On a recent, ridiculously gorgeous Saturday, I finally made it to the Grand Army Plaza Greenmarket. My upstairs neighbor Deb joined me, and I got to talk to some of the meat farmers. They all had small family farms and raised their animals on pasture, but none had the “humane certification” I’ve been looking for (a stamp of approval from a third-party certifier guaranteeing the farmer adheres to certain animal welfare standards; see Humane Seals of Approval).
The market was crowded and the vendors were busy, so I didn’t get to ask all my questions, but everyone I talked to invited me to come visit his or her farm, which to me counts for a lot. There’s definitely some disconnect between small family farms and the third-party certifiers. Some said it was the fee, but I know that Animal Welfare Approved doesn’t charge farmers for inspections or certifications. I had brought along some pamphlets from the AWA press kit, so while trying not to seem too much like an AWA “mole,” I handed the pamplets to the farmers, who all seemed interested.

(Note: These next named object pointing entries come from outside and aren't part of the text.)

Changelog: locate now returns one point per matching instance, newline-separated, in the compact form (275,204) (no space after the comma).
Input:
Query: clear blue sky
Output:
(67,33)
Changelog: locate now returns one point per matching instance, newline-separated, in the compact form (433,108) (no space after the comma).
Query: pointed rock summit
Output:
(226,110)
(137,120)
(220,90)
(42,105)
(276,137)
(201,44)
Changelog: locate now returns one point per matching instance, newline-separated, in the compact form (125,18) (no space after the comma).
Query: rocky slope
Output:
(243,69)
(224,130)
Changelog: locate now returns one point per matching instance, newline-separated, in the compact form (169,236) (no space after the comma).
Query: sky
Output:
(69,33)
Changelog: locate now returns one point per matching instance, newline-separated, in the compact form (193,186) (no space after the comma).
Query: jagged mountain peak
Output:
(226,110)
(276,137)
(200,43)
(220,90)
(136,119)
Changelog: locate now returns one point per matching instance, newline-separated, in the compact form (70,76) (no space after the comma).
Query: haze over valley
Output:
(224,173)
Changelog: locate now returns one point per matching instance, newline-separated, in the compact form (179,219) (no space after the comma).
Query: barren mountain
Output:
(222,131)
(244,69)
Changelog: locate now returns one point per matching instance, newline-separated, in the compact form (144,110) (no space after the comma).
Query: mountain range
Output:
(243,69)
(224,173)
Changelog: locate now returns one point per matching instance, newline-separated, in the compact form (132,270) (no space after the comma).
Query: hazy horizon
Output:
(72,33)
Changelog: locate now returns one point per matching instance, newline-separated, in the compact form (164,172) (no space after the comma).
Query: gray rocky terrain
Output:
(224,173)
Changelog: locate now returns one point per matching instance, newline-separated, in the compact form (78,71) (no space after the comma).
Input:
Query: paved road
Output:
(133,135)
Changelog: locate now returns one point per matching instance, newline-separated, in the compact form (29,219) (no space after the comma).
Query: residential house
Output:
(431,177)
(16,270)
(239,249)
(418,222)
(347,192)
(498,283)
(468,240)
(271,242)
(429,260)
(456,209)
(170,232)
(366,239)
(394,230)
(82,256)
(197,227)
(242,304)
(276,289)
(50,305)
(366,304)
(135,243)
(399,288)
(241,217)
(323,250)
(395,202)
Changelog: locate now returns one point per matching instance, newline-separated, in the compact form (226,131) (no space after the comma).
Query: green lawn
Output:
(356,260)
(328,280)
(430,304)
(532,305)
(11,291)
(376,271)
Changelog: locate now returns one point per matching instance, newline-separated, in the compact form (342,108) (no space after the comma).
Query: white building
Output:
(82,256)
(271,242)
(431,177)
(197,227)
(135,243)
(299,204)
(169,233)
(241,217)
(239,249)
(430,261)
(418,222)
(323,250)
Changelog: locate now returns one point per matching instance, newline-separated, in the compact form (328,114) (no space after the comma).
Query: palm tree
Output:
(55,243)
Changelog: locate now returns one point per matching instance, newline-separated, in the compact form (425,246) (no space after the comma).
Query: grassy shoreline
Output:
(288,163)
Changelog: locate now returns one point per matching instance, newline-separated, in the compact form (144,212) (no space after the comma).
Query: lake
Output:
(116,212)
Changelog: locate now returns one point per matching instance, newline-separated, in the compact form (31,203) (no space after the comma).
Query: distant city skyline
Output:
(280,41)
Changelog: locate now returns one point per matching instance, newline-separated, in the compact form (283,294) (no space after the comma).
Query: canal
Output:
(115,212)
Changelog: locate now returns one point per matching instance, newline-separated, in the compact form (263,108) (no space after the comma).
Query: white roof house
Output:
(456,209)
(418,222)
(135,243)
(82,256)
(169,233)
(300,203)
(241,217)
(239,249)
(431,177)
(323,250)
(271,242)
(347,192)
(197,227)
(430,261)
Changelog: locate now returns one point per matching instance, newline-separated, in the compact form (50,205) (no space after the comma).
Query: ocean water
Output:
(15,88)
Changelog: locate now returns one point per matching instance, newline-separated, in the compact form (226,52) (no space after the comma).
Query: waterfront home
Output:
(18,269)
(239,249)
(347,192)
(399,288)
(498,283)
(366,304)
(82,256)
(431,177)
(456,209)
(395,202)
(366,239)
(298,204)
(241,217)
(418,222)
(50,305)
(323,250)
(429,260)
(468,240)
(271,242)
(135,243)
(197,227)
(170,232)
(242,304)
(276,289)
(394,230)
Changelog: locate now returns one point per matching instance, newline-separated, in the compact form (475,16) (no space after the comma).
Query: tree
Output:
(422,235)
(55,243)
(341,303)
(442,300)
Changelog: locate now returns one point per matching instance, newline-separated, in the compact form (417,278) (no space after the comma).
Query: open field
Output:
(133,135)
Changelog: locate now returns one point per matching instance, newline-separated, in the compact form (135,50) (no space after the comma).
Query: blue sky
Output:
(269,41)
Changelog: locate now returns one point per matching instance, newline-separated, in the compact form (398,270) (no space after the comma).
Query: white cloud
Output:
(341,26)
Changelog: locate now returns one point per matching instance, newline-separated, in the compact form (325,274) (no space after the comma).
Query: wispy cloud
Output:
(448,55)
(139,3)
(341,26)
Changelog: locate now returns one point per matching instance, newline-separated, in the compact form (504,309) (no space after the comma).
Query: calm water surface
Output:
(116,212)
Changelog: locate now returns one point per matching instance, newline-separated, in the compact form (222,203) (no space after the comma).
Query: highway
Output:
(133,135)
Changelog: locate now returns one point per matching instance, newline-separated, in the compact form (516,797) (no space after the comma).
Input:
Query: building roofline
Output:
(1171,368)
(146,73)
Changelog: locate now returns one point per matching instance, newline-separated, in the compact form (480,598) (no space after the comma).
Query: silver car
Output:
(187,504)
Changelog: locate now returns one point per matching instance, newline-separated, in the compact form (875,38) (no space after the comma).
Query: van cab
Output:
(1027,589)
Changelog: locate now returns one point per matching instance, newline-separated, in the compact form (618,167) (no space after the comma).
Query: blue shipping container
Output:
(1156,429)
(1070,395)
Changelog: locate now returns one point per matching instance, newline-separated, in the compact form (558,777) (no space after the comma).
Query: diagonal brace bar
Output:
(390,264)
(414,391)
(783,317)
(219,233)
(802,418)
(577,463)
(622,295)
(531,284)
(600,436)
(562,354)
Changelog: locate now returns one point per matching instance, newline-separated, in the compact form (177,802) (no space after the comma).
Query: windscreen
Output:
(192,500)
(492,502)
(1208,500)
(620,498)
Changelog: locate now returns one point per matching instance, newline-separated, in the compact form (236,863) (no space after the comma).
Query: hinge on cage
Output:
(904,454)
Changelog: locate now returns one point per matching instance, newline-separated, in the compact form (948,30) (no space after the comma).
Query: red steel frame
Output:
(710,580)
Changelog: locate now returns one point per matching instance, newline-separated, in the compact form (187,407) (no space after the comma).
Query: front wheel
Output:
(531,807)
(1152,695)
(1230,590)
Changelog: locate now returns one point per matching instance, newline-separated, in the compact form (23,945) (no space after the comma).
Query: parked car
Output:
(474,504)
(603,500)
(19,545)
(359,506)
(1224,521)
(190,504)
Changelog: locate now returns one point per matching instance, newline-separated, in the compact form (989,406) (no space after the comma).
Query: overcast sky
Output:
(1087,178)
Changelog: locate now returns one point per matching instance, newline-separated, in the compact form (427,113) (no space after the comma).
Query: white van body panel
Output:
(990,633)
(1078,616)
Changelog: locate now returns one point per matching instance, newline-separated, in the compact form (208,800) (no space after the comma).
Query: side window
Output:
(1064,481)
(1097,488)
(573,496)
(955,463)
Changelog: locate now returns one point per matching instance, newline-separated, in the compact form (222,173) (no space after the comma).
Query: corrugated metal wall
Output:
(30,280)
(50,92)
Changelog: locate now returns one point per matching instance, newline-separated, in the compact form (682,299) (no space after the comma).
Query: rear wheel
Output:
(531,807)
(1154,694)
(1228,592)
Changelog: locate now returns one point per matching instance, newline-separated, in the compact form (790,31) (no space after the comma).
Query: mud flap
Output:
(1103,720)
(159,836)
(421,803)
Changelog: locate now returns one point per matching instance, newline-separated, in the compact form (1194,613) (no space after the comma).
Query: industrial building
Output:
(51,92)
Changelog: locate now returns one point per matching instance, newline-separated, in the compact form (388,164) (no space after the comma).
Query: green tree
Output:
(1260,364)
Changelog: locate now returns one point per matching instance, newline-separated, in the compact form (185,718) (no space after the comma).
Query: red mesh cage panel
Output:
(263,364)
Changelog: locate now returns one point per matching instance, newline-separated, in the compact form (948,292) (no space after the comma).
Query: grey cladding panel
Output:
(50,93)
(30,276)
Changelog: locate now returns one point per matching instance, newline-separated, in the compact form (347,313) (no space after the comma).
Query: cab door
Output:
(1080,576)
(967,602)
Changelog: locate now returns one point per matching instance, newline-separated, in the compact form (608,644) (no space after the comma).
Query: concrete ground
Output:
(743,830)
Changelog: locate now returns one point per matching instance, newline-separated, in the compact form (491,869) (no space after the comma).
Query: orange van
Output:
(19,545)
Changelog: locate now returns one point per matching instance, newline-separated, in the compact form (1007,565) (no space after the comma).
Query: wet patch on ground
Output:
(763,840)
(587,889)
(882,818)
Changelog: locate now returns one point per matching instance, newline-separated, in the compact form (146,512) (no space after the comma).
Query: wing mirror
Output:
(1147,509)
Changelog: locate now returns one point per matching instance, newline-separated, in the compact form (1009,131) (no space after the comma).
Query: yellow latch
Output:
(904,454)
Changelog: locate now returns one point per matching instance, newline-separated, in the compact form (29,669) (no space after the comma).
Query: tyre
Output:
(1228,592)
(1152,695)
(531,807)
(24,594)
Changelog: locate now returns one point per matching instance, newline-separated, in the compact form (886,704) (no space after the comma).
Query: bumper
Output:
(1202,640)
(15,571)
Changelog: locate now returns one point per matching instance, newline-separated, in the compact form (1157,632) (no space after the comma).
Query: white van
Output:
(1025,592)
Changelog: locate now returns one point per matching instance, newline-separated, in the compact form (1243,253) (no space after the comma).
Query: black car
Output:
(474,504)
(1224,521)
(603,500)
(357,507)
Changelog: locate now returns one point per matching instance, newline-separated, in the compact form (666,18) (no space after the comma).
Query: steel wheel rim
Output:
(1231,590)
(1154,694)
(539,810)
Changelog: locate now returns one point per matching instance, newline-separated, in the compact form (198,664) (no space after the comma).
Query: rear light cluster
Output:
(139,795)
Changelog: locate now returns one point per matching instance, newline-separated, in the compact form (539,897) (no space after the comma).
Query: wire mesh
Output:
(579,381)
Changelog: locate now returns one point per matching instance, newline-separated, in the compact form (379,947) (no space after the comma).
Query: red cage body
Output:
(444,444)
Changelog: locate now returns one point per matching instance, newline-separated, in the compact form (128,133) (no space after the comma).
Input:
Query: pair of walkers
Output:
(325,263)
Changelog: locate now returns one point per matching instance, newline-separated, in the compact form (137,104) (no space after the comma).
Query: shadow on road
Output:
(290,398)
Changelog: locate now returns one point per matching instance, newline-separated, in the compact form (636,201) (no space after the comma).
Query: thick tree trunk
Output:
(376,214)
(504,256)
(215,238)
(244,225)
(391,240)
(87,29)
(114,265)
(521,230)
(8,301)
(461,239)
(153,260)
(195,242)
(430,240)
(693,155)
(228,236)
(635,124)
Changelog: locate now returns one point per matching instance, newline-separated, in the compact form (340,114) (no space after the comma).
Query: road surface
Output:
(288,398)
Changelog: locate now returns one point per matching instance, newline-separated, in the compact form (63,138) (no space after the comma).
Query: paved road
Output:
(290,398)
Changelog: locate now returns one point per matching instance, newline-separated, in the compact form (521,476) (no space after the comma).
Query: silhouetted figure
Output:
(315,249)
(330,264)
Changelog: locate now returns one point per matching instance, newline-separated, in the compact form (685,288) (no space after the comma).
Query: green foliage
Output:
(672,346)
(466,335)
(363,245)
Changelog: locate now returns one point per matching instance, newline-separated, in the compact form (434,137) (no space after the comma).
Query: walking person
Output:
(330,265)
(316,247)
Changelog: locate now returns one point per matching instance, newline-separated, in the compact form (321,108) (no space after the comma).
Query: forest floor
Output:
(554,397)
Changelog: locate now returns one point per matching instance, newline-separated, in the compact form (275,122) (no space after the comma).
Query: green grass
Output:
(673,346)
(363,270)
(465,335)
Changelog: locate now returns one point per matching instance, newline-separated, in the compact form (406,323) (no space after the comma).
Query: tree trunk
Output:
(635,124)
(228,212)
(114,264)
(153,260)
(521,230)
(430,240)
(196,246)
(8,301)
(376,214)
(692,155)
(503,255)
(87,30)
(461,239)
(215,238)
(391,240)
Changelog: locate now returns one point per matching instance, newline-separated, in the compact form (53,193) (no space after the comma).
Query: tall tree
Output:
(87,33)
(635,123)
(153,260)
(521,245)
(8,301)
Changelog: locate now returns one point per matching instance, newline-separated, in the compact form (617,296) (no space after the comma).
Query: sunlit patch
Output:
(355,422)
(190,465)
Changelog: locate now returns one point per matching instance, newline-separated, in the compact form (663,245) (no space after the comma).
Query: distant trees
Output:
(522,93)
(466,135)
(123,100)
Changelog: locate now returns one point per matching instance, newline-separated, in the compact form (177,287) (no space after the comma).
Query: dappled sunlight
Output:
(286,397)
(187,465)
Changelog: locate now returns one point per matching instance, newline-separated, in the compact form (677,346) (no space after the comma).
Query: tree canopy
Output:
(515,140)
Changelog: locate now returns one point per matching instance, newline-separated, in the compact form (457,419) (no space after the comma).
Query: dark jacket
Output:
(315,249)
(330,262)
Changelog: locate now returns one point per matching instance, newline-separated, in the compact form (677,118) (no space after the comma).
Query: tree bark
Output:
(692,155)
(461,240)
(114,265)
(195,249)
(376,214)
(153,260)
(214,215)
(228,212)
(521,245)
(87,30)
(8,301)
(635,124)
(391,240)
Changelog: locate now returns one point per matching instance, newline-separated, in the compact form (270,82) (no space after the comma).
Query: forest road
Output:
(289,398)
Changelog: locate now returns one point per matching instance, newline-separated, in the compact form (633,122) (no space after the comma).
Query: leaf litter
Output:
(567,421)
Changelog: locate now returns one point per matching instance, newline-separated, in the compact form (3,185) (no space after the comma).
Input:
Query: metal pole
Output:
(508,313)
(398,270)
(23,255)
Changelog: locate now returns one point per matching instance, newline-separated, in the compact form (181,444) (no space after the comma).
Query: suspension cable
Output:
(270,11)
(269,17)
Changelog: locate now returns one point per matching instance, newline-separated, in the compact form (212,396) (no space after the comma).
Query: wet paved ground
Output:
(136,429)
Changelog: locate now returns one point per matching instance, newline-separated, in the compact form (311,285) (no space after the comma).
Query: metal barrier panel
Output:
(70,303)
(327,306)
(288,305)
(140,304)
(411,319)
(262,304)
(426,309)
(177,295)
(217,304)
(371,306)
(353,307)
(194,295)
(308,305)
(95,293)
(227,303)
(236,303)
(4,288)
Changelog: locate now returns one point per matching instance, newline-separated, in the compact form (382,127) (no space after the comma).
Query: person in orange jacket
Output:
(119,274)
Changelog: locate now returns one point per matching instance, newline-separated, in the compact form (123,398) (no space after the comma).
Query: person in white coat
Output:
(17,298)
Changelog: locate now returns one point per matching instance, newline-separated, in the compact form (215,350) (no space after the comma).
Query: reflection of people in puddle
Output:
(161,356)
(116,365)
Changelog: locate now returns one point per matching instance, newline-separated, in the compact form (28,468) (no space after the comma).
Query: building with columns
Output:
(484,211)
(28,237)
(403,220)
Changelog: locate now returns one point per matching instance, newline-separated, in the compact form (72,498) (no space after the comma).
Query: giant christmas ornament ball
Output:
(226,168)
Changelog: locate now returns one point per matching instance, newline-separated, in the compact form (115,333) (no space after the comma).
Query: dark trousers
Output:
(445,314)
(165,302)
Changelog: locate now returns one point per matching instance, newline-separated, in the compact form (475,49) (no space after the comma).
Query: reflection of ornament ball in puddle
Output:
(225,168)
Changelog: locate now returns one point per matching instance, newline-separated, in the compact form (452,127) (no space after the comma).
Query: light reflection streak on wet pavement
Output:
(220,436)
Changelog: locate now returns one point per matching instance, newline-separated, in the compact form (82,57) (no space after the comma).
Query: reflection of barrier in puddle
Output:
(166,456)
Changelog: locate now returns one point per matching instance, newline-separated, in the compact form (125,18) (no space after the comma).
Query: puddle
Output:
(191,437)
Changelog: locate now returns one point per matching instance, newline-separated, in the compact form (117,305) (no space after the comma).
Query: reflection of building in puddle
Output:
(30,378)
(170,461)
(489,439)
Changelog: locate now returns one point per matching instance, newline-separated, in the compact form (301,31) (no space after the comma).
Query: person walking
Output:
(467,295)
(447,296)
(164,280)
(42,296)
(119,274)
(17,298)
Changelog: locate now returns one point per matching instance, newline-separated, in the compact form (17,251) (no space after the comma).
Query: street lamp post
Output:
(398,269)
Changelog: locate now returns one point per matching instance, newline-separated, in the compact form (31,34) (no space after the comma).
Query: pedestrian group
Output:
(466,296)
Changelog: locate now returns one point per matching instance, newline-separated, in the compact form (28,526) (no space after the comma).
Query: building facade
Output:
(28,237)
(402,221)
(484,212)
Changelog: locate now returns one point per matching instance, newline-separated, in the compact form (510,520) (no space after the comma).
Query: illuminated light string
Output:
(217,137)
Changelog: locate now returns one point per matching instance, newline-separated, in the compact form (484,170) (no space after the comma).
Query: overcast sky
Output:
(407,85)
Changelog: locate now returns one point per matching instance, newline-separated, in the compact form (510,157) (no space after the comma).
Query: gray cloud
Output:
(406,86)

A farmer I met from Lynnhaven Farm raises goats for meat and milk (as well for livestock shows). She told me she’d looked into AWA certification, but that they prohibit dehorning (the removal of horns), and that the practice of disbudding is under review (buds are “pre-horns” that erupt from the young kid’s skull—could this be the origin of “nip it in the bud”?). She believes these practices are necessary to keep the goats from hurting people, each other and themselves; one of her goats strangled himself getting his horns caught in a fence. However, others believe that disbudding and dehorning are simply more convenient for farmers, and that horned goats are less dangerous than is commonly believed, provided farmers follow proper safety practices. Who am I to say who’s right? I’ve never tried to make a living raising goats.
Bringing Home the Bacon
Becky Wilklow works with her parents at Wilklow Farms. They produce the best bacon I’ve ever had. Deb and her husband Glenn came downstairs a few nights ago for a Wilklow Farms bacon-fest: baked almond-stuffed dates wrapped in bacon (“devils on horseback”), and baked potatoes with bacon and cheddar. Both were great, but the bacon on its own was the showstopper.
Ray Bradley of Bradley Farm in New Paltz is a chef-turned-farmer with a bit of a cult following. After reading Everybody Loves Ray, it strikes me that he’s less Old MacDonald than New Evolved MacDonald. I didn’t get to talk to him because his stand was totally mobbed.
Next on the agenda: local farm visits.